Matt yang masih berdiri di anak tangga kedua, berjalan turun menghampiri kami. Wajahnya tampak serius, memadang kami bertiga dengan tatapan yang sulit untuk kuartikan. Matt versi serius.

Sekilas aku menangkap raut aneh di wajah David. Matanya tampak tak tenang dan berusaha menghindari tatapan dari Matt.

"Gue rasa lo tahu sesuatu, Vid. Terserah lo mau kasih tahu ke kita atau nggak," ujar Matt tepat sasaran. David langsung salting di detik itu juga, dia mengusap dahinya dengan gusar. Menghindari enam pasang mata yang menunggunya berkata sesuatu.

"Oke, lo menang. Gue tahu sesuatu." David berujar pasrah. "Tapi kita gak ngomongin itu di sini.

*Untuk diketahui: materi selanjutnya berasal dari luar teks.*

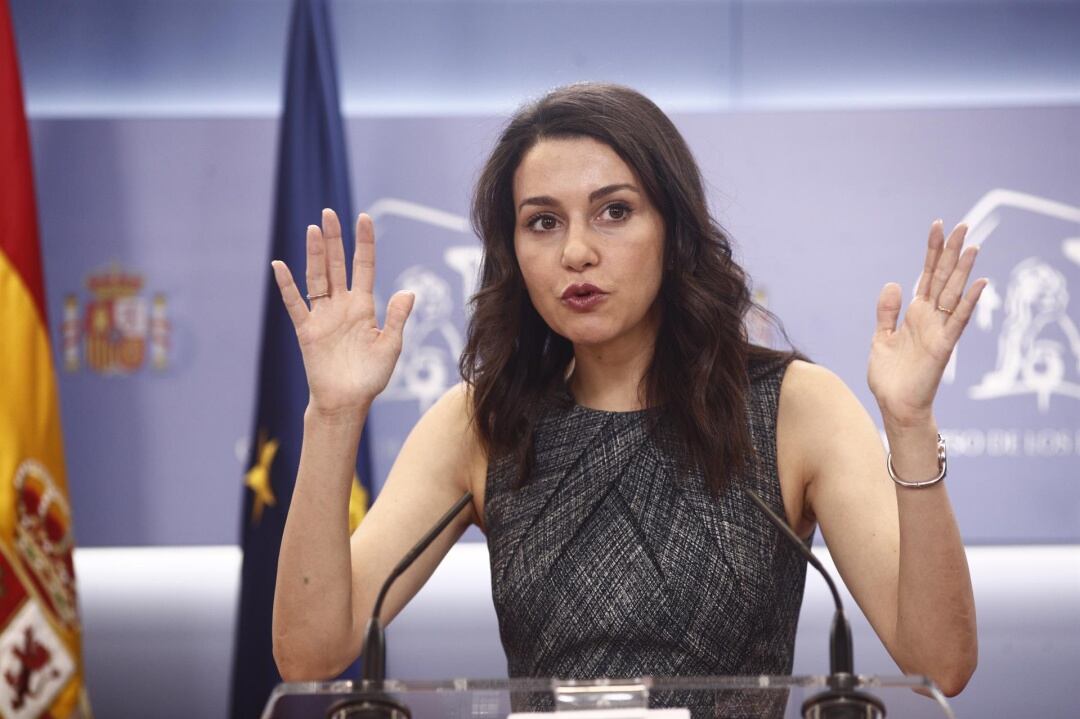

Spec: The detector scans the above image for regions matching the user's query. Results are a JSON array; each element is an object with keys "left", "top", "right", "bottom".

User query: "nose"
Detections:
[{"left": 563, "top": 222, "right": 599, "bottom": 272}]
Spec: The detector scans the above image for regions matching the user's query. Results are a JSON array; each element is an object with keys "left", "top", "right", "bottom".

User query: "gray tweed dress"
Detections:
[{"left": 485, "top": 363, "right": 806, "bottom": 699}]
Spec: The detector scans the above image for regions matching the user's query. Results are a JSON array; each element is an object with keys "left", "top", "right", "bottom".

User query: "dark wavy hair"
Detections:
[{"left": 460, "top": 83, "right": 794, "bottom": 492}]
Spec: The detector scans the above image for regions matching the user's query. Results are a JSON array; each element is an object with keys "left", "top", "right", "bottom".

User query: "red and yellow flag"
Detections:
[{"left": 0, "top": 0, "right": 89, "bottom": 719}]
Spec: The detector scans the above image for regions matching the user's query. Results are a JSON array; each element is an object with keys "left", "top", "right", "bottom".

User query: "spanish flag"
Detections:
[{"left": 0, "top": 0, "right": 89, "bottom": 719}]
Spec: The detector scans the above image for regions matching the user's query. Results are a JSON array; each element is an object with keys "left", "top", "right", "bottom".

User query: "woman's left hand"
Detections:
[{"left": 867, "top": 220, "right": 987, "bottom": 426}]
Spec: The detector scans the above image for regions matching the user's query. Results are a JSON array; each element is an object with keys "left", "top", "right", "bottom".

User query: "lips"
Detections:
[
  {"left": 563, "top": 283, "right": 605, "bottom": 299},
  {"left": 562, "top": 284, "right": 607, "bottom": 312}
]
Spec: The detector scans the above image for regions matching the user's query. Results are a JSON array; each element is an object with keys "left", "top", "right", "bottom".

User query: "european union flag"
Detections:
[{"left": 231, "top": 0, "right": 370, "bottom": 719}]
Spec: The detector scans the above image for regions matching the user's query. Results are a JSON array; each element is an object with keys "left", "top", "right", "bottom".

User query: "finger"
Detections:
[
  {"left": 937, "top": 246, "right": 978, "bottom": 310},
  {"left": 270, "top": 260, "right": 308, "bottom": 329},
  {"left": 915, "top": 220, "right": 945, "bottom": 298},
  {"left": 307, "top": 225, "right": 329, "bottom": 296},
  {"left": 352, "top": 213, "right": 375, "bottom": 294},
  {"left": 945, "top": 277, "right": 990, "bottom": 345},
  {"left": 876, "top": 282, "right": 902, "bottom": 333},
  {"left": 930, "top": 225, "right": 968, "bottom": 304},
  {"left": 323, "top": 208, "right": 348, "bottom": 295},
  {"left": 382, "top": 291, "right": 416, "bottom": 341}
]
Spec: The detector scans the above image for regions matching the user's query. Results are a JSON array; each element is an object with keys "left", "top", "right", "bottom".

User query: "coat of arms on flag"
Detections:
[{"left": 0, "top": 0, "right": 91, "bottom": 719}]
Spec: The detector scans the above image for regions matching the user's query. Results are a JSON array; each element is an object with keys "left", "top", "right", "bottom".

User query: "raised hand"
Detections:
[
  {"left": 867, "top": 220, "right": 987, "bottom": 425},
  {"left": 271, "top": 209, "right": 415, "bottom": 415}
]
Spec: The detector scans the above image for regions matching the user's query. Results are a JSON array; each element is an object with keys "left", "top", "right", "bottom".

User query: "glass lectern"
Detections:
[{"left": 262, "top": 676, "right": 954, "bottom": 719}]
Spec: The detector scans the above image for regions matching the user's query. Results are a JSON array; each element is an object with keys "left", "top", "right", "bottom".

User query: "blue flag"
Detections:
[{"left": 231, "top": 0, "right": 372, "bottom": 719}]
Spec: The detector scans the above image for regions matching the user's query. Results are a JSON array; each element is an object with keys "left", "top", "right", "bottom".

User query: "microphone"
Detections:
[
  {"left": 742, "top": 487, "right": 886, "bottom": 719},
  {"left": 326, "top": 492, "right": 473, "bottom": 719}
]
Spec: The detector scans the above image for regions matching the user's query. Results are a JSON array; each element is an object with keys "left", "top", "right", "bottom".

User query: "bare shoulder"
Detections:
[
  {"left": 391, "top": 382, "right": 487, "bottom": 523},
  {"left": 777, "top": 360, "right": 869, "bottom": 438}
]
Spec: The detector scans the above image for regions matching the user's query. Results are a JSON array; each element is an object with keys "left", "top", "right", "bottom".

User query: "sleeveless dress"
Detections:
[{"left": 485, "top": 363, "right": 806, "bottom": 716}]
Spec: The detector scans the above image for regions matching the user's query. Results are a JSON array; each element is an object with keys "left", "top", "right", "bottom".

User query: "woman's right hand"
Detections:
[{"left": 271, "top": 209, "right": 415, "bottom": 417}]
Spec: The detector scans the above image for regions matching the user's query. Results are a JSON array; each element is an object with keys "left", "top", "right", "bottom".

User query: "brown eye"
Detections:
[
  {"left": 525, "top": 215, "right": 558, "bottom": 232},
  {"left": 604, "top": 202, "right": 631, "bottom": 222}
]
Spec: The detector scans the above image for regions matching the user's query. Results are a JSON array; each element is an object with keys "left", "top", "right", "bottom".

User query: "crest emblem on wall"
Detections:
[
  {"left": 62, "top": 264, "right": 170, "bottom": 375},
  {"left": 945, "top": 189, "right": 1080, "bottom": 415}
]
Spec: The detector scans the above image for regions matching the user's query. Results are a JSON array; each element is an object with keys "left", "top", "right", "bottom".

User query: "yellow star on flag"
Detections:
[{"left": 244, "top": 432, "right": 279, "bottom": 526}]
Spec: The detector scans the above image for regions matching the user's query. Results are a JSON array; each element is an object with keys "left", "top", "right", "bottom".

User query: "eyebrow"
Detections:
[{"left": 517, "top": 182, "right": 642, "bottom": 211}]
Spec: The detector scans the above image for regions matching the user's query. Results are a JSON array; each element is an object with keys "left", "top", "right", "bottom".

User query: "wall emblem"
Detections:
[
  {"left": 62, "top": 264, "right": 170, "bottom": 375},
  {"left": 367, "top": 198, "right": 482, "bottom": 412},
  {"left": 928, "top": 189, "right": 1080, "bottom": 415}
]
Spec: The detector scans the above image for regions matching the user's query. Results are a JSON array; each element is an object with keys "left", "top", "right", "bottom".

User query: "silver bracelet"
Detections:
[{"left": 885, "top": 434, "right": 948, "bottom": 489}]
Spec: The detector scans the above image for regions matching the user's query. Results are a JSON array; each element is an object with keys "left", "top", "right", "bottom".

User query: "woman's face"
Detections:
[{"left": 513, "top": 137, "right": 664, "bottom": 349}]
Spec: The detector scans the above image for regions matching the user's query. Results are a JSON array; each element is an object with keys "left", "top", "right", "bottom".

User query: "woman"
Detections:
[{"left": 267, "top": 84, "right": 985, "bottom": 695}]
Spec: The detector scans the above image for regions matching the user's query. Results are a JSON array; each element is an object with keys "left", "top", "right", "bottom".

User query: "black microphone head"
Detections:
[
  {"left": 802, "top": 674, "right": 886, "bottom": 719},
  {"left": 326, "top": 692, "right": 413, "bottom": 719}
]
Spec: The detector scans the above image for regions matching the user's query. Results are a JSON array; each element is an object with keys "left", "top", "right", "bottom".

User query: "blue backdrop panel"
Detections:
[{"left": 31, "top": 107, "right": 1080, "bottom": 545}]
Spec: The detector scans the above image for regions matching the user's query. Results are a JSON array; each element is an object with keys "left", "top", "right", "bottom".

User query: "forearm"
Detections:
[
  {"left": 273, "top": 408, "right": 367, "bottom": 680},
  {"left": 886, "top": 419, "right": 978, "bottom": 695}
]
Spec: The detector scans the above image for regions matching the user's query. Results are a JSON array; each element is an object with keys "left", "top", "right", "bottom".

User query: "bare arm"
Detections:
[
  {"left": 265, "top": 211, "right": 475, "bottom": 680},
  {"left": 778, "top": 363, "right": 977, "bottom": 695},
  {"left": 781, "top": 222, "right": 986, "bottom": 695}
]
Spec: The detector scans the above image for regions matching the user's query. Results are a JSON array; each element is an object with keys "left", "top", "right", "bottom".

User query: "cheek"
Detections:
[{"left": 514, "top": 245, "right": 544, "bottom": 307}]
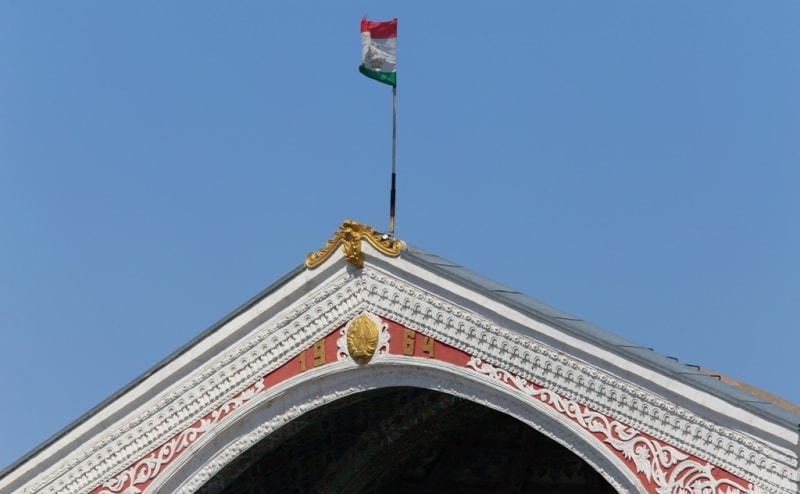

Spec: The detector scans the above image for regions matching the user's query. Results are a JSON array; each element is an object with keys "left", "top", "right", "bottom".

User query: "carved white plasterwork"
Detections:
[
  {"left": 365, "top": 270, "right": 800, "bottom": 493},
  {"left": 159, "top": 356, "right": 645, "bottom": 494},
  {"left": 467, "top": 357, "right": 764, "bottom": 494},
  {"left": 9, "top": 264, "right": 798, "bottom": 494},
  {"left": 20, "top": 271, "right": 364, "bottom": 494}
]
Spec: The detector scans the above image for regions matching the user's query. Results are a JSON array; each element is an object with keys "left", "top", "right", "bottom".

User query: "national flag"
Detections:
[{"left": 358, "top": 17, "right": 397, "bottom": 87}]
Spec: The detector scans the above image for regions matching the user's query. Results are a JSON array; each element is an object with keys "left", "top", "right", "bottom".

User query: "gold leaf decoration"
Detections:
[
  {"left": 347, "top": 314, "right": 379, "bottom": 365},
  {"left": 306, "top": 220, "right": 403, "bottom": 269}
]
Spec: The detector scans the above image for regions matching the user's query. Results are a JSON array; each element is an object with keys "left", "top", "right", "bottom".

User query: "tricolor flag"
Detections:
[{"left": 358, "top": 17, "right": 397, "bottom": 86}]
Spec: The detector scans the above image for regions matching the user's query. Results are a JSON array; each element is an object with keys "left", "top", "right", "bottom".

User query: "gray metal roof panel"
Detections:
[{"left": 403, "top": 245, "right": 800, "bottom": 427}]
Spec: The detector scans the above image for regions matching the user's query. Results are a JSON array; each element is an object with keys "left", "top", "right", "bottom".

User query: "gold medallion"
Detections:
[{"left": 347, "top": 314, "right": 379, "bottom": 365}]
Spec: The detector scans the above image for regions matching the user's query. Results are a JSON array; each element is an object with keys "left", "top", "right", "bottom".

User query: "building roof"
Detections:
[{"left": 0, "top": 232, "right": 800, "bottom": 478}]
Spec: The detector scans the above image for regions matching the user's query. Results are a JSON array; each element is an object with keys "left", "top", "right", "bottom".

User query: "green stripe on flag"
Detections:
[{"left": 358, "top": 65, "right": 397, "bottom": 87}]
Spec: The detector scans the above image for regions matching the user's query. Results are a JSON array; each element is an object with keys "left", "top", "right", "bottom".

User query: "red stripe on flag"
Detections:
[{"left": 361, "top": 17, "right": 397, "bottom": 39}]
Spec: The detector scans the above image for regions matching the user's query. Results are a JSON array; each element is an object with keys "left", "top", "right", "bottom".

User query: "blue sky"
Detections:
[{"left": 0, "top": 1, "right": 800, "bottom": 468}]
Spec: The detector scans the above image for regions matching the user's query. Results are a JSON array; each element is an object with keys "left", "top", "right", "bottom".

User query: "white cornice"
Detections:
[{"left": 0, "top": 246, "right": 798, "bottom": 494}]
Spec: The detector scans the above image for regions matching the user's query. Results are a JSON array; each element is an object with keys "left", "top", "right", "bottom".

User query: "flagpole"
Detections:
[{"left": 389, "top": 86, "right": 397, "bottom": 238}]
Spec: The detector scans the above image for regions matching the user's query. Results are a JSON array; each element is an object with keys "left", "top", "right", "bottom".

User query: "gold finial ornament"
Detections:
[
  {"left": 347, "top": 314, "right": 379, "bottom": 365},
  {"left": 306, "top": 220, "right": 403, "bottom": 269}
]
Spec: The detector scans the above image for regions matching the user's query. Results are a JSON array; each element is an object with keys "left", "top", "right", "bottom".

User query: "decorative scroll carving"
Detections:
[
  {"left": 467, "top": 357, "right": 760, "bottom": 494},
  {"left": 99, "top": 381, "right": 265, "bottom": 494},
  {"left": 306, "top": 220, "right": 403, "bottom": 269}
]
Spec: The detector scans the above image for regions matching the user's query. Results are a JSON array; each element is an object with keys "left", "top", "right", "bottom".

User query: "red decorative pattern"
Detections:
[{"left": 91, "top": 319, "right": 758, "bottom": 494}]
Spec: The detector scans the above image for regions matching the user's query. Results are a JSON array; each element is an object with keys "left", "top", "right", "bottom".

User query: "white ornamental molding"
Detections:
[
  {"left": 30, "top": 271, "right": 364, "bottom": 494},
  {"left": 17, "top": 267, "right": 797, "bottom": 494},
  {"left": 364, "top": 268, "right": 800, "bottom": 493},
  {"left": 167, "top": 362, "right": 636, "bottom": 494},
  {"left": 467, "top": 357, "right": 764, "bottom": 494}
]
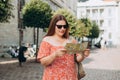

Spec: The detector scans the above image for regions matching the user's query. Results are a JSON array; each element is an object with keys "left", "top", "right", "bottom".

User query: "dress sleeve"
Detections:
[{"left": 37, "top": 41, "right": 50, "bottom": 60}]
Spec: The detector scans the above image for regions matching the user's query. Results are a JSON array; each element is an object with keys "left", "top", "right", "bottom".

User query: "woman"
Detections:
[{"left": 37, "top": 14, "right": 89, "bottom": 80}]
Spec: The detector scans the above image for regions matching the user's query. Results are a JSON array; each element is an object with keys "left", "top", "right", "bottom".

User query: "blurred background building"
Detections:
[
  {"left": 77, "top": 0, "right": 120, "bottom": 45},
  {"left": 0, "top": 0, "right": 77, "bottom": 46}
]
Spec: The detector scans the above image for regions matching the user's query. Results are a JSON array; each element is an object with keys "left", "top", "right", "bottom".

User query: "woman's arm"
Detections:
[
  {"left": 77, "top": 49, "right": 90, "bottom": 62},
  {"left": 40, "top": 53, "right": 56, "bottom": 66},
  {"left": 40, "top": 49, "right": 67, "bottom": 66}
]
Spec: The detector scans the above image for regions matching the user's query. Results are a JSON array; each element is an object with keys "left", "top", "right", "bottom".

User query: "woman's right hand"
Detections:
[{"left": 55, "top": 48, "right": 67, "bottom": 57}]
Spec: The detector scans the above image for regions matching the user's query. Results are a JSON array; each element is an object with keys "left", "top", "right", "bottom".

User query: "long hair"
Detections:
[{"left": 45, "top": 14, "right": 69, "bottom": 38}]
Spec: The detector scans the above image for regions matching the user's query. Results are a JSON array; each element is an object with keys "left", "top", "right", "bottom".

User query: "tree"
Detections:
[
  {"left": 22, "top": 0, "right": 52, "bottom": 56},
  {"left": 75, "top": 18, "right": 92, "bottom": 41},
  {"left": 53, "top": 8, "right": 76, "bottom": 36},
  {"left": 75, "top": 19, "right": 90, "bottom": 38},
  {"left": 0, "top": 0, "right": 14, "bottom": 23},
  {"left": 87, "top": 22, "right": 100, "bottom": 47},
  {"left": 87, "top": 22, "right": 100, "bottom": 39}
]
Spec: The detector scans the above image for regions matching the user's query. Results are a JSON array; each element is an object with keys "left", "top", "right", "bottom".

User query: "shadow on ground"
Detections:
[
  {"left": 0, "top": 59, "right": 43, "bottom": 80},
  {"left": 81, "top": 69, "right": 120, "bottom": 80}
]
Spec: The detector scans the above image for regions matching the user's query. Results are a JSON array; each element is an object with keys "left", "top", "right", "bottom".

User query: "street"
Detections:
[{"left": 0, "top": 48, "right": 120, "bottom": 80}]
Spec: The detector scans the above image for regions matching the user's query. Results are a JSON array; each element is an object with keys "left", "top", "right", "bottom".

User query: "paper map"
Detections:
[{"left": 65, "top": 42, "right": 88, "bottom": 54}]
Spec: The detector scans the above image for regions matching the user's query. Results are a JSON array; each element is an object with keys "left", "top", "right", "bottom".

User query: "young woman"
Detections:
[{"left": 37, "top": 14, "right": 89, "bottom": 80}]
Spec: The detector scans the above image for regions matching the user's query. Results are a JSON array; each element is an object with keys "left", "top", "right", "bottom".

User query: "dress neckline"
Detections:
[{"left": 42, "top": 41, "right": 67, "bottom": 47}]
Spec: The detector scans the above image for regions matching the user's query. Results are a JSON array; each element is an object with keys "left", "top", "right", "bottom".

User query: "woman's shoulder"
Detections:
[{"left": 42, "top": 36, "right": 51, "bottom": 42}]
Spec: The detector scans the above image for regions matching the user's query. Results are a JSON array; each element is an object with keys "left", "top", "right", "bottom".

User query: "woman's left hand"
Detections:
[{"left": 83, "top": 49, "right": 90, "bottom": 57}]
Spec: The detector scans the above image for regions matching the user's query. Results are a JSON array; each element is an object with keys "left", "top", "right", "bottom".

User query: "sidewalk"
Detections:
[
  {"left": 0, "top": 48, "right": 120, "bottom": 80},
  {"left": 82, "top": 48, "right": 120, "bottom": 80},
  {"left": 0, "top": 58, "right": 43, "bottom": 80}
]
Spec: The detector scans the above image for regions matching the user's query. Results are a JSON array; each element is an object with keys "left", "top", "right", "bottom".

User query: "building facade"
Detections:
[
  {"left": 77, "top": 0, "right": 120, "bottom": 45},
  {"left": 0, "top": 0, "right": 77, "bottom": 46}
]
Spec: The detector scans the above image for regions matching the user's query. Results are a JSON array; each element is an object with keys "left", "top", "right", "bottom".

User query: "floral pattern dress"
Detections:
[{"left": 37, "top": 41, "right": 77, "bottom": 80}]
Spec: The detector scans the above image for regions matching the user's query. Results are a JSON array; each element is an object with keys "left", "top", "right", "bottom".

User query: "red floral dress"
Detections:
[{"left": 37, "top": 41, "right": 77, "bottom": 80}]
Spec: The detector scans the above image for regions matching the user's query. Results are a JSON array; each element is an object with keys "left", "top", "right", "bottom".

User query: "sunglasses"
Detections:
[{"left": 56, "top": 25, "right": 68, "bottom": 29}]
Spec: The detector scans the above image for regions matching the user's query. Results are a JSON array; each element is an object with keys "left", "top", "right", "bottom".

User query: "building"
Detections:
[
  {"left": 0, "top": 0, "right": 77, "bottom": 46},
  {"left": 77, "top": 0, "right": 120, "bottom": 45}
]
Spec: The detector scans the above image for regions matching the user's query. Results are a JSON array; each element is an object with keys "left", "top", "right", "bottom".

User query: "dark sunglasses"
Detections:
[{"left": 56, "top": 25, "right": 68, "bottom": 29}]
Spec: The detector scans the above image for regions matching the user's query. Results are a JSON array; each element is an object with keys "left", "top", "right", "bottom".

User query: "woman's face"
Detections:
[{"left": 55, "top": 20, "right": 67, "bottom": 37}]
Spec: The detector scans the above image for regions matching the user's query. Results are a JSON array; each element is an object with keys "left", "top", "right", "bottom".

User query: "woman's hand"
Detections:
[
  {"left": 77, "top": 49, "right": 90, "bottom": 62},
  {"left": 83, "top": 49, "right": 90, "bottom": 57},
  {"left": 55, "top": 48, "right": 67, "bottom": 57}
]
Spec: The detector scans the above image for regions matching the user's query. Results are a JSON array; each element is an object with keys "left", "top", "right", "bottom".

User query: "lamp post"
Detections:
[{"left": 18, "top": 0, "right": 25, "bottom": 46}]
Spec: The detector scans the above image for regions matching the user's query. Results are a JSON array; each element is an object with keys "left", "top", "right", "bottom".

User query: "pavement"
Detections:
[{"left": 0, "top": 48, "right": 120, "bottom": 80}]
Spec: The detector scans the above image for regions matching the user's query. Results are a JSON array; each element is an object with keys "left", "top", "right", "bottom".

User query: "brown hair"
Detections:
[{"left": 45, "top": 14, "right": 69, "bottom": 38}]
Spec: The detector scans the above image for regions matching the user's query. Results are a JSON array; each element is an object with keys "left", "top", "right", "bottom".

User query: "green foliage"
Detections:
[
  {"left": 0, "top": 0, "right": 14, "bottom": 23},
  {"left": 53, "top": 8, "right": 76, "bottom": 36},
  {"left": 22, "top": 0, "right": 52, "bottom": 29},
  {"left": 87, "top": 22, "right": 100, "bottom": 38},
  {"left": 75, "top": 18, "right": 92, "bottom": 38}
]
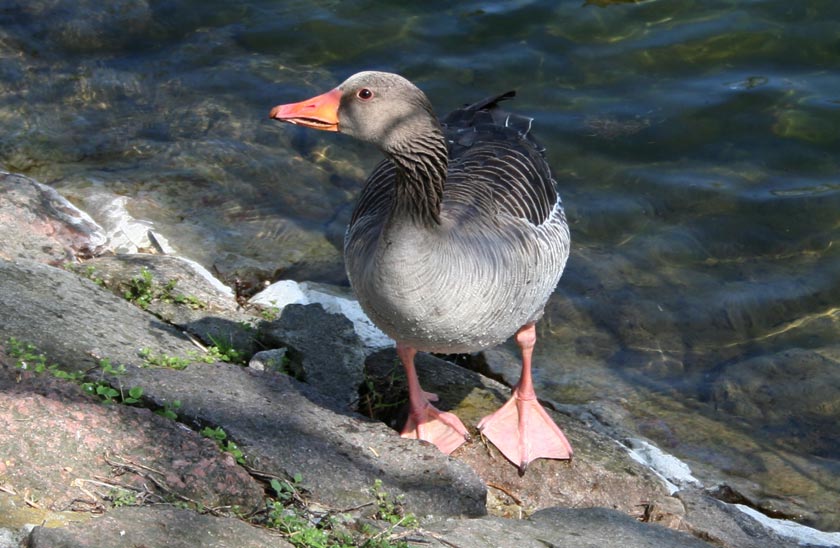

Terlalu rame."

David membawa kami ke taman belakang sekolah yang memang akan jarang dikunjungi di pagi hari, ah tidak, tempat ini memang sangat jarang dikunjungi murid Entra High School. Hanya tukang kebun dan para anggota pecinta alam saja yang sering ke sini.

"Jadi?" Khari menuntut penjelasan.

David menghembuskan napas panjang. "Mereka berempat... anggota besar Black Shadow. Dan Krisna itu ketua dari Black Shadow."

"Black shadow apaan?" tanyaku bingung.

"Jangan interupsi gue plis." David menatapku geram. Aku memasang wajah bersalahku dan langsung bungkam. "Black shadow itu grup gelap di sekolah kita yang cukup besar namanya di kalangan anak-anak berprestasi. Asal kalian tahu, grup ini bahaya. Mereka mengedarkan soal ujian, memanipulasi nilai, memanipulasi tim-tim yang akan diikutkan olimpiade. Semua itu."

David terdiam. Matanya bergerak tak tenang. "Dan lo salah satu anggotanya?" Khari menelisik informasi.

Namun tidak seperti dugaan kami, David menggeleng. "Bukan. Gue pernah masuk dan gue keluar. Gue gak suka cara kerja mereka. Jadi gue tahu cara kerja mereka di sana. Bahkan surat itu...."

Aku terkejut dengan perkataan David. Jadi... surat itu juga cara komunikasi mereka? Pantas saja David tahu.

"Tiap dari mereka mengambil code name sendiri dan menjadi penentu kedudukan mereka. Dan Ra sebagai yang tertinggi, code name Krisna. Mereka berempat... orang paling bermasalah di grup itu. Dan mungkin orang yang paling menjadikan para murid miskin sebagai ejekan. Lo tahu konco lu si Gingsul? Dia salah satu korban."

"Aldo?" tanyaku memastikan.

David mengangguk. "Yup. Tapi dia cuma salah satu dari banyak orang, Mon. Mereka berempat itu kejam banget."

Mendengar perkataan David, aku jadi paham kenapa Aldo selalu jadi bahan olokan oleh Krisna. Dan kenapa Aldo dengan bodohnya tetap mengikuti Krisna. Akh, aku mulai kesal pada mayat itu. Hatiku sedikit bersyukur dengan apa yang dialaminya. Aku tahu ini terdengar kejam tapi kelakuannya memang... aku tak sanggup berkata.

"Empat orang dewa besar telah gugur."